Arnaldo Oliveira, do M2030, também é a favor da solução camarária e está convicto de que “o executivo está aberto a algumas alterações pontuais no projeto” no mesmo.

O socialista Martim Guimarães recordou que “em 2009, deu entrada um pedido de desafetação/demolição do Cineteatro de Ovar pela Inspeção Geral das Atividades Económicas e que foi dado um parecer pelo Conselho Consultivo do IGESPAR e o parecer foi um despacho não favorável. E diz assim: “Não autorizo nem aprovo a demolição. O imóvel representa um marco na história cultural da cidade e da região pelo património imaterial a ele associado. O imóvel está totalmente integrado em ZEP – Zona Especial de Proteção, e deverá ser sempre no sentido de se evitar a sua demolição.”

Por seu lado, continuou, “a CCDR emitiu este parecer: “Em termos nacionais, escasseiam os exemplares classificados de Cineteatros e são raros os casos referentes à arquitetura modernista que urgem proteger e preservar.

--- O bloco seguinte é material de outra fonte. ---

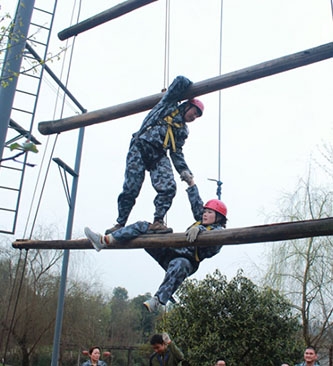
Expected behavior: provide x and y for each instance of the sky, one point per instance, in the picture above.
(270, 129)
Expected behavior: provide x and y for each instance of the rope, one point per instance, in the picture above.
(38, 206)
(16, 301)
(167, 45)
(56, 138)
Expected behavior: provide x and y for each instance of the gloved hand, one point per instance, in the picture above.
(166, 338)
(192, 233)
(186, 176)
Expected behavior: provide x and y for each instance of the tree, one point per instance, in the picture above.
(248, 325)
(29, 297)
(302, 269)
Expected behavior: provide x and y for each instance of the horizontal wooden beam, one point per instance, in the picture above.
(103, 17)
(247, 235)
(258, 71)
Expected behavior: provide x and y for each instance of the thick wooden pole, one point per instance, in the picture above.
(103, 17)
(247, 235)
(203, 87)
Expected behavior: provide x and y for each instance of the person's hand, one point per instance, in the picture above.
(192, 233)
(166, 338)
(187, 177)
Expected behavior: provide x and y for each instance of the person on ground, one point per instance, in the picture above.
(166, 352)
(178, 263)
(163, 130)
(94, 357)
(310, 357)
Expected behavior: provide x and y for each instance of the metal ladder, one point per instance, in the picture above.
(14, 162)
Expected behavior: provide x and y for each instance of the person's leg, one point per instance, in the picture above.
(178, 270)
(134, 177)
(129, 232)
(163, 181)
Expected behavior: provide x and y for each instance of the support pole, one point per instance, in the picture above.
(103, 17)
(12, 65)
(258, 71)
(247, 235)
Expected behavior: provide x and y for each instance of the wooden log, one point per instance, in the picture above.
(258, 71)
(103, 17)
(247, 235)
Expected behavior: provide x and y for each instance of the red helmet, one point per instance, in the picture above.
(217, 206)
(197, 103)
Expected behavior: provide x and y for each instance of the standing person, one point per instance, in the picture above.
(164, 129)
(94, 357)
(166, 353)
(178, 263)
(310, 357)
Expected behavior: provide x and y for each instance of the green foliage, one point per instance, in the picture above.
(302, 269)
(248, 325)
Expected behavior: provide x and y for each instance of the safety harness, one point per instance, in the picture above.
(169, 135)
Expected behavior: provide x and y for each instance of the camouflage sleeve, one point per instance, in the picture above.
(178, 161)
(168, 102)
(195, 201)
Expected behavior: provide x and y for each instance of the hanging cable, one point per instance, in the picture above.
(166, 45)
(54, 114)
(16, 302)
(34, 194)
(218, 180)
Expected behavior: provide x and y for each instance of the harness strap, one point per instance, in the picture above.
(169, 135)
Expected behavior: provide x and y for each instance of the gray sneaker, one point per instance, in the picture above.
(114, 228)
(97, 240)
(158, 227)
(152, 304)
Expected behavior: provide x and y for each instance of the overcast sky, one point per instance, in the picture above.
(270, 128)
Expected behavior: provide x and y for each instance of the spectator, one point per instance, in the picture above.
(94, 357)
(310, 357)
(166, 353)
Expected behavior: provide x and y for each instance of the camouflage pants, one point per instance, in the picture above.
(178, 263)
(177, 269)
(162, 179)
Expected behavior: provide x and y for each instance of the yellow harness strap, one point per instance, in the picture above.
(169, 135)
(196, 255)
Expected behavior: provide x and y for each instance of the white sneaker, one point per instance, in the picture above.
(152, 304)
(97, 240)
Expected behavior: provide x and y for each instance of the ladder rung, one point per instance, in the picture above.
(40, 26)
(41, 43)
(21, 110)
(10, 167)
(30, 75)
(7, 209)
(24, 92)
(10, 188)
(43, 11)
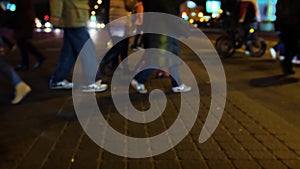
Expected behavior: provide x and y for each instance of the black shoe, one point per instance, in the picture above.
(39, 63)
(290, 72)
(22, 68)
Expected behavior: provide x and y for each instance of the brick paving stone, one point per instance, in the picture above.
(246, 164)
(167, 164)
(285, 155)
(194, 164)
(185, 144)
(140, 164)
(253, 145)
(261, 155)
(169, 155)
(40, 149)
(216, 164)
(188, 155)
(293, 164)
(119, 164)
(213, 154)
(87, 155)
(62, 154)
(272, 164)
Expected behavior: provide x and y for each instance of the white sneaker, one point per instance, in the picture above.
(62, 85)
(139, 87)
(295, 60)
(21, 90)
(281, 57)
(95, 87)
(273, 53)
(247, 53)
(181, 88)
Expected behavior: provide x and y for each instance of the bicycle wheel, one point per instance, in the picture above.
(225, 46)
(257, 47)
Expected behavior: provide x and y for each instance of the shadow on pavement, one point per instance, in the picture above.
(277, 80)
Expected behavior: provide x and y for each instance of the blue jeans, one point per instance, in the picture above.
(170, 44)
(8, 72)
(73, 41)
(142, 77)
(279, 47)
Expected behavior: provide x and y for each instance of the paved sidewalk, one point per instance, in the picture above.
(42, 133)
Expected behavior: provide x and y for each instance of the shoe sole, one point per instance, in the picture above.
(22, 98)
(60, 88)
(94, 90)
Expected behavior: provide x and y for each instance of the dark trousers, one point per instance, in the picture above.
(27, 47)
(290, 39)
(73, 42)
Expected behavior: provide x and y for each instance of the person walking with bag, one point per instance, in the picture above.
(23, 32)
(72, 16)
(288, 23)
(163, 42)
(138, 22)
(21, 88)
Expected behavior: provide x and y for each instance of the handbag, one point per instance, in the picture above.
(129, 5)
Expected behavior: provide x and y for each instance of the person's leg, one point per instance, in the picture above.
(24, 54)
(36, 53)
(136, 37)
(8, 72)
(124, 53)
(290, 42)
(66, 59)
(175, 79)
(21, 88)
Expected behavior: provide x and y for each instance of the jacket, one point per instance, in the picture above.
(72, 13)
(287, 14)
(23, 24)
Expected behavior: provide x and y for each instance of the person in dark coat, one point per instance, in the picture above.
(23, 33)
(160, 41)
(288, 23)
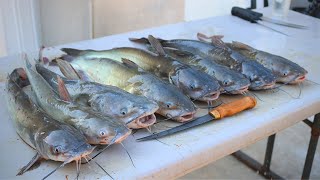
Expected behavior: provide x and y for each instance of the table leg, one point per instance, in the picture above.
(315, 132)
(264, 169)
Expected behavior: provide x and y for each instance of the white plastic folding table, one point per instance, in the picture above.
(176, 155)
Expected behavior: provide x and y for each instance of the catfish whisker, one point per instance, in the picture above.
(312, 81)
(91, 159)
(252, 93)
(288, 94)
(128, 154)
(63, 164)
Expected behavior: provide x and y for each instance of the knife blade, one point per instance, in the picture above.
(222, 111)
(254, 17)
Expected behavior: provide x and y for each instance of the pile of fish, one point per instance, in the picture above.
(105, 94)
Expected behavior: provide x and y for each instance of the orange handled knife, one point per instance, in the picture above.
(222, 111)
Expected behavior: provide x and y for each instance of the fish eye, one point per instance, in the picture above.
(169, 105)
(226, 82)
(123, 111)
(57, 150)
(102, 133)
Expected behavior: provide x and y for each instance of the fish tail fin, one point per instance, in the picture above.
(63, 92)
(240, 45)
(73, 52)
(140, 40)
(203, 37)
(67, 69)
(144, 40)
(156, 44)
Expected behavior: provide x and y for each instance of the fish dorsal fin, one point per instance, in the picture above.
(156, 45)
(68, 70)
(63, 92)
(215, 40)
(179, 53)
(243, 46)
(128, 63)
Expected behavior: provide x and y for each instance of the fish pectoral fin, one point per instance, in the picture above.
(156, 45)
(63, 92)
(129, 63)
(34, 161)
(179, 53)
(240, 45)
(67, 69)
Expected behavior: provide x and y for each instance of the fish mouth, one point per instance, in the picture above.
(186, 117)
(80, 155)
(123, 137)
(269, 86)
(299, 79)
(240, 90)
(211, 96)
(143, 121)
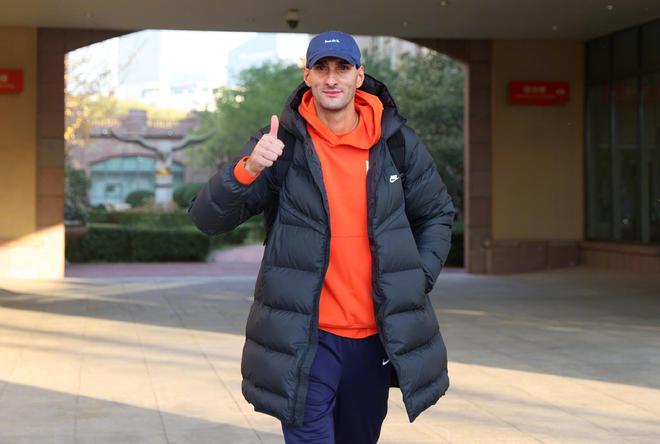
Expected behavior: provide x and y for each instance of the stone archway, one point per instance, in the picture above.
(476, 57)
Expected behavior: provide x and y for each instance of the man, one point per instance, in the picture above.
(341, 309)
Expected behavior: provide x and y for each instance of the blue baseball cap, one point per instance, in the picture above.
(333, 44)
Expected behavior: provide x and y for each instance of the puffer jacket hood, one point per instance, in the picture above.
(409, 225)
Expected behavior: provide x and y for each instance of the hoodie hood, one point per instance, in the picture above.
(391, 119)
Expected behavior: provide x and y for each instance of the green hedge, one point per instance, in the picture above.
(141, 218)
(138, 198)
(117, 243)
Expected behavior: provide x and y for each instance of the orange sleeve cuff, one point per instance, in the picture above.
(241, 173)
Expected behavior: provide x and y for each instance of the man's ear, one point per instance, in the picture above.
(360, 79)
(306, 76)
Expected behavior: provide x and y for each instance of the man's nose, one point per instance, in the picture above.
(332, 77)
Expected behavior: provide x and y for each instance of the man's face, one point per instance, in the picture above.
(333, 82)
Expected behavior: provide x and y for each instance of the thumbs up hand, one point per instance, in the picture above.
(266, 151)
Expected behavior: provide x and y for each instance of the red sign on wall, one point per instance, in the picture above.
(11, 81)
(538, 93)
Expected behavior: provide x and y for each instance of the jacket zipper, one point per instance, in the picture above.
(317, 298)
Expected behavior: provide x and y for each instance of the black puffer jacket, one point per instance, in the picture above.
(409, 224)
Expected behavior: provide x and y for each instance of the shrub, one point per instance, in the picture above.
(125, 243)
(138, 198)
(183, 194)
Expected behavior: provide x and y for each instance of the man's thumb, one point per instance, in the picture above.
(274, 125)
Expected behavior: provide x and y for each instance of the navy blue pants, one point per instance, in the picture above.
(347, 396)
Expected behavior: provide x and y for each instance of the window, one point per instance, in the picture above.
(622, 146)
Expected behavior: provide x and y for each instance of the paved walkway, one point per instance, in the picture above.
(567, 356)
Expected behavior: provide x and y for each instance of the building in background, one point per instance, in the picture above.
(115, 168)
(390, 47)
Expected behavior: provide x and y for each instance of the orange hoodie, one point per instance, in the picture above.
(346, 305)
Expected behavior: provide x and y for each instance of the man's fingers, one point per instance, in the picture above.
(274, 126)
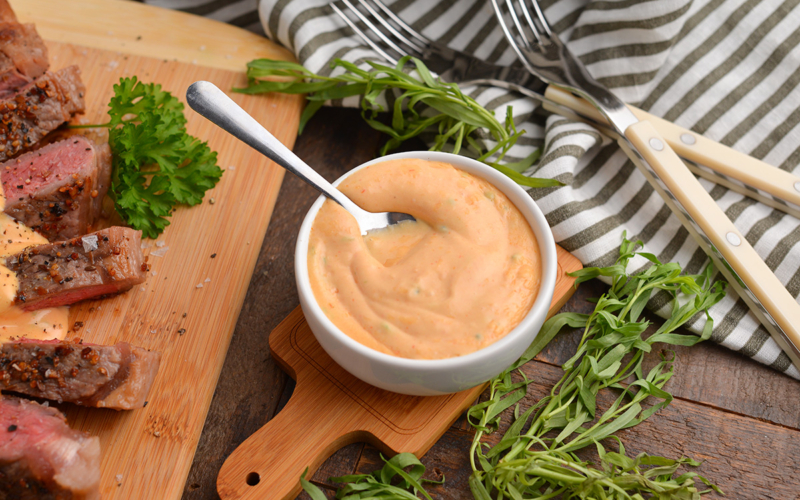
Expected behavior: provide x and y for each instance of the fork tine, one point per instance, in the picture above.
(531, 24)
(512, 40)
(408, 29)
(541, 17)
(371, 27)
(386, 24)
(377, 48)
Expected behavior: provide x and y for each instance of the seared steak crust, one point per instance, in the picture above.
(22, 50)
(38, 108)
(117, 376)
(42, 458)
(98, 264)
(58, 189)
(23, 54)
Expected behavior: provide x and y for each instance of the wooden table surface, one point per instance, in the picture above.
(738, 416)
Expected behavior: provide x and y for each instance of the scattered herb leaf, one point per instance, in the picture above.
(156, 163)
(424, 104)
(535, 465)
(379, 484)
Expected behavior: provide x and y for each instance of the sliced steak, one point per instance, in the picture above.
(58, 189)
(42, 458)
(98, 264)
(22, 50)
(7, 13)
(38, 108)
(116, 376)
(23, 54)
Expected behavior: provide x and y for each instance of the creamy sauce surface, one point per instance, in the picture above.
(456, 280)
(47, 323)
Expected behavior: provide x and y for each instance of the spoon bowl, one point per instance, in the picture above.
(212, 103)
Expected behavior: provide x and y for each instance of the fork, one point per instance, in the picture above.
(543, 53)
(388, 35)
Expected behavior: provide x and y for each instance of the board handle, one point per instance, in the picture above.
(269, 463)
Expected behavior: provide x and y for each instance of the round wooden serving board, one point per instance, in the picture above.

Falharam os objetivos de proteção e valorização do património cultural, tarefa fundamental do Estado e um dever dos cidadãos.”

“Ou seja, aquilo que esta moção pretende é, segundo a CCDR, um dever enquanto cidadãos”, concluiu.

 

A moção seria rejeitada com os votos dos deputados do PSD, CHEGA e Arnaldo Oliveira, do Movimento 2030. Votaram a favor os eleitos do PS, dois do Movimento 2030 e o Grupo Municipal AGIR! cuja líder apresentou, em campanha eleitoral o ELO l Espaço de emoções – Museu do Carnaval e da Criatividade, Posto Turismo, Cine Teatro e Lazer l Acesso Parque de Urbano – e agora votou ao lado do PSD, no executivo, a favor da demolição.